Working Funerals - Turning the coffin

    At my grandfathers funeral I couldn't help but notice the mistakes the undertakers made when turning the coffin.  The mistakes wren't serious or disrespectful and they went un-noticed to the other mourners.  But after working funerals I saw these little mistakes.  And this made me realise how many mistakes can be made when turning the coffin, so I thought a little guide might help.

    Turning the coffin is a rather important part of the service, and it is a part many overlook or dismiss.  It is also a rather simple procedure that has plenty of room for errors.

    'Turning the' coffin refers to the act of rotating the coffin at the end of a funeral service to take it to the next or final stage.  This is done while family, friends or other mourners are watching and is a part of the service itself.  Mourners or staff can turn the coffin, but it is usually the undertakers who do it.

    Any movement of the coffin is important and potentially emotional for most mourners.  So turning the coffin is very significant for most people.  It is also done infront of many people and its always watched intently.  As such it should always be done right.  Thus an article explaining how to turn the coffin could be helpful to mourners or funeral directors alike.

Here is my step by step guid on how to properly turn a coffin:

Fig1. Getting into position.
1. The hearse driver and other staff member will wait near the coffin before moving over and preparing it. This involves removing any symbols (items placed on top or near the coffin) or obstructions (such as the pascal candle or tables).  As they approach they should bow to the stage or coffin depending on tradition or practice.
Fig2. Getting ready to turn.
2. The staff move into position, the hearse driver goes to the head end and the other staff member goes to the foot end.

3. They pause for a moment and when the hearse driver signals they place their hands on the coffin.

4. The staff want to have a firm but dignified hold of the coffin.  It should not be grabbed and moved like a box or furniture but it does need a firm grasp to keep control.

5. After placing their hands on the coffin the staff pause and again wait for the hearse drivers signal.
Fig 3. Turning the coffin.
6. When the hearse driver signals the staff turn the coffin clockwise.  It must always be turned clockwise! Turning the coffin in this direction represents the passage of time, it is an old and symbolic tradition.

7. It might be necessary to perform a three-point-turn in tight spaces.  There is nothing wrong with this if movements are kept to a minimum where possible.  Be sure to discuss this with the conductor or hearse driver before going up to turn.
Fig 4. Finishing the turn.
8. The assisting staff at the foot end should make sure the coffin is straight.  To do this they pull the coffin down the isle towards them a very short distance.  Never pull the coffin too far in this direction and do not worry about getting the coffin perfectly straight.

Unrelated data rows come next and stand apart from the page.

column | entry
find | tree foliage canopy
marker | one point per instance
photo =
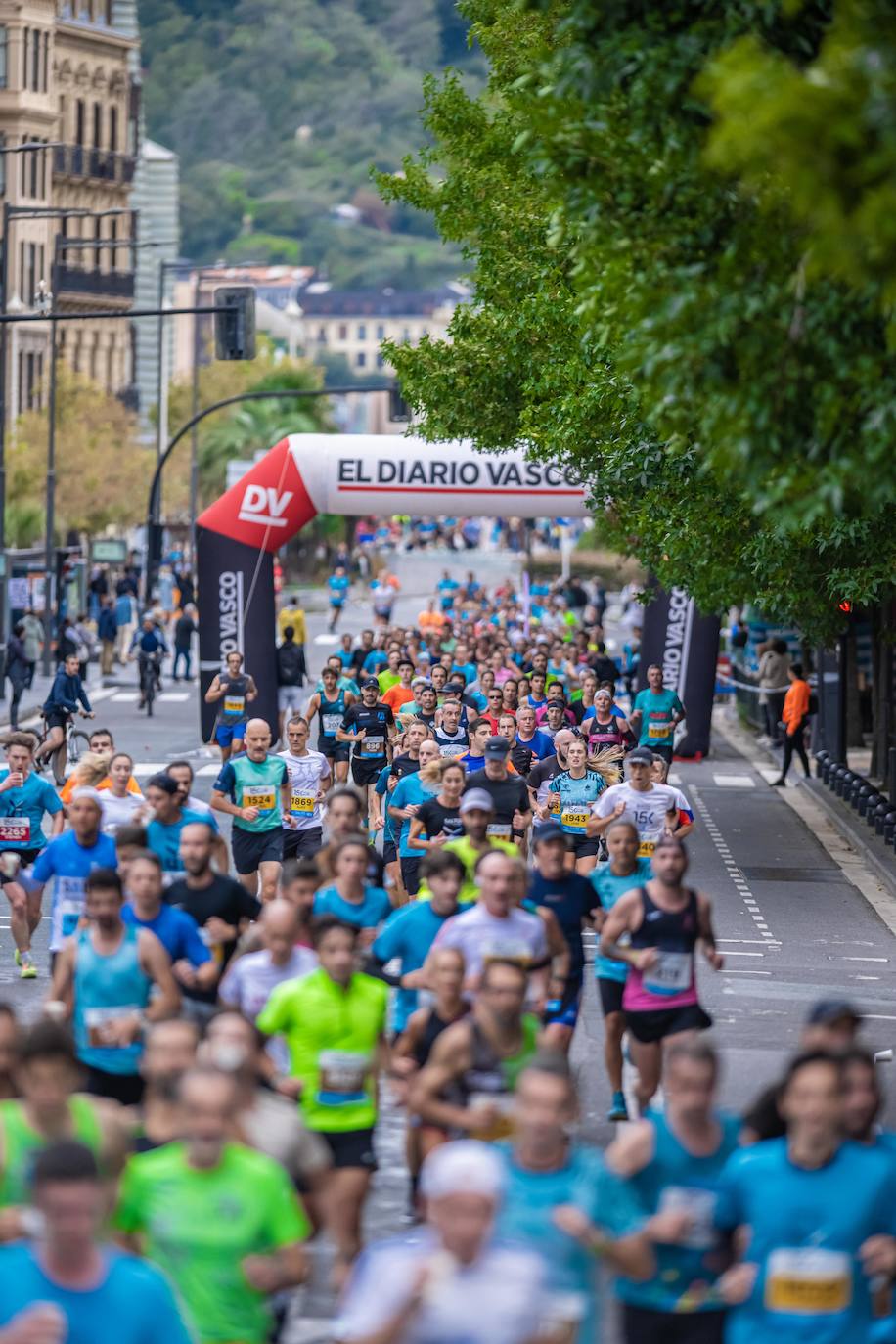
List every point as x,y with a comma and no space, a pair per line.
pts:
658,302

9. The staff will move off as previously instructed by the conductor.


Some simple key things to remember are:

-  Pause after approaching the coffin, pause again after placing your hands on it and make a final pause after turning the coffin.  This makes the whole thing appear much more respectful and professional.
-  Look for the hearse drivers signals, move when they move and move as they move.  Again, it will look professional and like you are a team.
-  Do not move too far.  Restrict all movements as much as is practical otherwise mistakes can be made.
-  Flow steadily, do not move suddenly or jerkily.  Think of the process as like a dance, move with a rhythm and do not make sudden or unexpected movements.
If a mistake is made ignore it if you can.  Most mourners will not notice mistakes unless the undertakers make them noticeable.  So if you can get away with a mistake then do so.
Know the crew and other staff.  This is difficult with large companies who change crews and staff often.  But if you can get to know them do so.  It really helped me, to know how and when each hearse driver liked to turn the coffin.  Then I could match their styles and appear more professional and I would notice quicker if something went wrong.  We all have our personal tastes and touches, getting to know these will go a long way.
-  Communicate!  This is perhaps the best and most important thing.  Listen to the conductor and hearse driver.  Do no over discuss what is to happen but make sure everyone is on the same page and you know not only your role but what others are meant to do.  This means if something goes wrong or someone goes missing you can easily step in.

    Just remember not to worry too much about it and if you are unsure of what to do don't do anything.  A great rule for funerals is do nothing if you are unsure.  It is much better to do nothing than do something wrong.  When turning the coffin generally wait to see what the hearse driver or conductor are doing before you act.  And if you are the hearse driver or conductor you should know what you are doing and not really need this guide.